By Kacie Kefgen, MASB Assistant Director of Labor Relations and Legal Services

DashBoard, Feb. 3, 2016

Last week, the Michigan Court of Appeals issued a ruling in a case between Tracey Sahouri, a former elementary school principal, and Hartland Consolidated Schools. MASB filed an amicus curiae brief in support of the school district in this case. In its ruling, the Court found for the district on some counts and found for the plaintiff on others, allowing her to continue her case.

The facts of this dispute are fairly complex and atypical; especially those that relate to Sahouri’s whistleblower claims, but here are a couple of takeaway points from this unpublished opinion that could be good lessons for districts. Two of the former principal’s claims rested on her contention that a school administrator had a duty to defend her after she was accused of mishandling MEAP testing materials.

Lesson #1: Administrators are not liable for defamation simply because they decline to defend a subordinate who is accused of wrongdoing.

The plaintiff did not prevail in her defamation claim based on the fact that an administrator chose not to defend her when she was accused of wrongdoing. Generally, defamation could be found, for instance, when a defendant makes a false and defamatory statement about a plaintiff, communicates that statement to a third party, that communication is published and there is some sort of harm caused by the publication. For example, imagine a veterinarian’s neighbor stood up at a community meeting and claimed the vet was cloning goats in his backyard, and then the local newspaper printed a story repeating the lie. As a result, many of the vet’s clients left his practice. The vet might have a strong defamation case.

In this case, however, the court found that Sahouri failed to present facts to the court that showed that she had a viable defamation claim. She presented no examples of false statements made by the defendant. Instead, she argued that the administrator’s silence and refusal to defend her amounted to a false statement. The court rejected this argument.

Lesson #2: Administrators are not liable for false-light invasion of privacy simply because they decline to defend a subordinate who is accused of wrongdoing.

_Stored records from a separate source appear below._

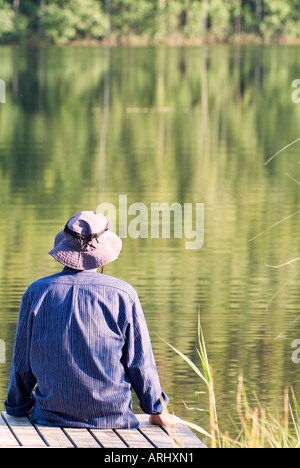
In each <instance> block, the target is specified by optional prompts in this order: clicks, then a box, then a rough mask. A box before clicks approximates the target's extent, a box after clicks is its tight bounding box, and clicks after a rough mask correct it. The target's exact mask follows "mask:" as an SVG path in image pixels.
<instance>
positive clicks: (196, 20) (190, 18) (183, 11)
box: [0, 0, 300, 43]
mask: <svg viewBox="0 0 300 468" xmlns="http://www.w3.org/2000/svg"><path fill="white" fill-rule="evenodd" d="M299 21H300V6H299V2H298V1H297V0H247V1H246V0H227V1H226V2H224V1H222V0H139V1H136V0H85V1H80V0H0V41H2V42H7V41H12V40H14V41H16V40H19V39H22V38H24V37H27V38H28V39H29V38H30V39H31V40H32V39H33V40H44V41H45V40H46V41H47V42H50V43H68V42H70V41H72V40H85V39H103V38H104V37H106V38H109V39H117V40H128V39H131V38H140V39H142V40H151V39H154V40H160V41H164V40H172V39H176V40H177V39H179V40H183V39H200V40H201V39H207V38H208V39H212V40H218V41H223V40H229V39H232V38H235V37H236V36H237V37H239V38H240V37H243V36H245V37H251V36H254V35H256V36H260V37H262V38H264V39H267V40H272V39H278V38H282V37H288V38H298V37H299V35H300V31H299Z"/></svg>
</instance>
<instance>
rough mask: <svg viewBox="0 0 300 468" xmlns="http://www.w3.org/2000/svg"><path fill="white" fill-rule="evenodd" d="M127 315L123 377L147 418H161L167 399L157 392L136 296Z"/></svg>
mask: <svg viewBox="0 0 300 468" xmlns="http://www.w3.org/2000/svg"><path fill="white" fill-rule="evenodd" d="M130 315H131V317H130V321H129V324H128V326H127V331H126V346H125V352H124V366H125V371H126V376H127V378H128V379H129V380H130V382H131V384H132V387H133V389H134V391H135V393H136V395H137V397H138V399H139V401H140V406H141V408H142V410H143V411H144V412H145V413H147V414H162V413H163V412H164V410H165V408H166V407H167V404H168V402H169V399H168V397H167V396H166V395H165V393H164V392H163V391H162V389H161V385H160V381H159V376H158V372H157V367H156V363H155V359H154V355H153V351H152V345H151V341H150V337H149V332H148V327H147V324H146V320H145V316H144V312H143V310H142V306H141V304H140V301H139V298H138V296H137V295H136V299H135V301H134V303H133V305H132V310H131V311H130Z"/></svg>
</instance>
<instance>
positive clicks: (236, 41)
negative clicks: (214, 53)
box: [0, 36, 300, 47]
mask: <svg viewBox="0 0 300 468" xmlns="http://www.w3.org/2000/svg"><path fill="white" fill-rule="evenodd" d="M299 44H300V38H288V37H286V38H280V39H277V40H274V39H273V40H271V39H270V40H266V39H263V38H260V37H256V36H251V37H234V38H232V39H226V40H225V39H224V40H220V39H215V38H206V39H203V38H200V39H185V38H169V39H165V40H158V39H145V38H141V37H138V36H130V37H126V38H122V39H117V38H104V39H82V40H80V39H74V40H72V41H69V42H64V43H51V42H48V41H44V40H28V41H26V40H23V41H19V42H16V41H11V42H0V46H15V47H21V46H23V47H24V46H25V47H48V46H56V47H150V46H155V47H158V46H166V47H200V46H212V45H233V46H251V45H252V46H272V45H278V46H297V45H299Z"/></svg>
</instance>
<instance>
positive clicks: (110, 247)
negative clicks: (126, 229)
mask: <svg viewBox="0 0 300 468" xmlns="http://www.w3.org/2000/svg"><path fill="white" fill-rule="evenodd" d="M121 249H122V240H121V239H120V237H119V236H117V234H115V233H113V232H112V231H111V230H110V226H109V221H108V219H107V218H106V217H105V216H103V215H102V214H100V213H95V212H94V211H81V212H80V213H77V214H76V215H74V216H72V218H71V219H70V220H69V221H68V222H67V224H66V225H65V228H64V230H63V231H60V232H59V233H58V234H57V236H56V238H55V243H54V248H53V249H52V250H50V252H49V254H50V255H51V256H52V257H53V258H54V259H55V260H57V261H58V262H59V263H61V264H62V265H65V266H67V267H70V268H72V269H74V270H93V269H96V268H100V267H103V266H104V265H107V264H108V263H110V262H113V261H114V260H117V258H118V256H119V254H120V252H121Z"/></svg>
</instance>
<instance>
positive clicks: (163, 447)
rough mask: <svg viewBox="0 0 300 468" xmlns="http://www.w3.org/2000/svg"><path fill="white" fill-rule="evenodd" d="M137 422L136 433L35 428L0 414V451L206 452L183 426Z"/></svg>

The former elementary principal did not prevail in her false-light invasion of privacy claim, also based on the fact that the administrator did not defend her when she was disciplined by the district. In a nutshell, false-light invasion of privacy can be found where a defendant broadcasts false information about someone that is objectionable and usually embarrassing. For example, if a tabloid magazine ran an untrue story about a veterinarian performing inappropriate surgery on some goats, the vet might have a good case for false-light invasion of privacy. The Court of Appeals found that Sahouri, however, did not have a good case against the district’s administration because she failed to present any facts that showed that the administrator broadcasted anything untrue and embarrassing about her.

The Court of Appeals remanded the case back to circuit court to consider Sahouri’s whistleblower claims.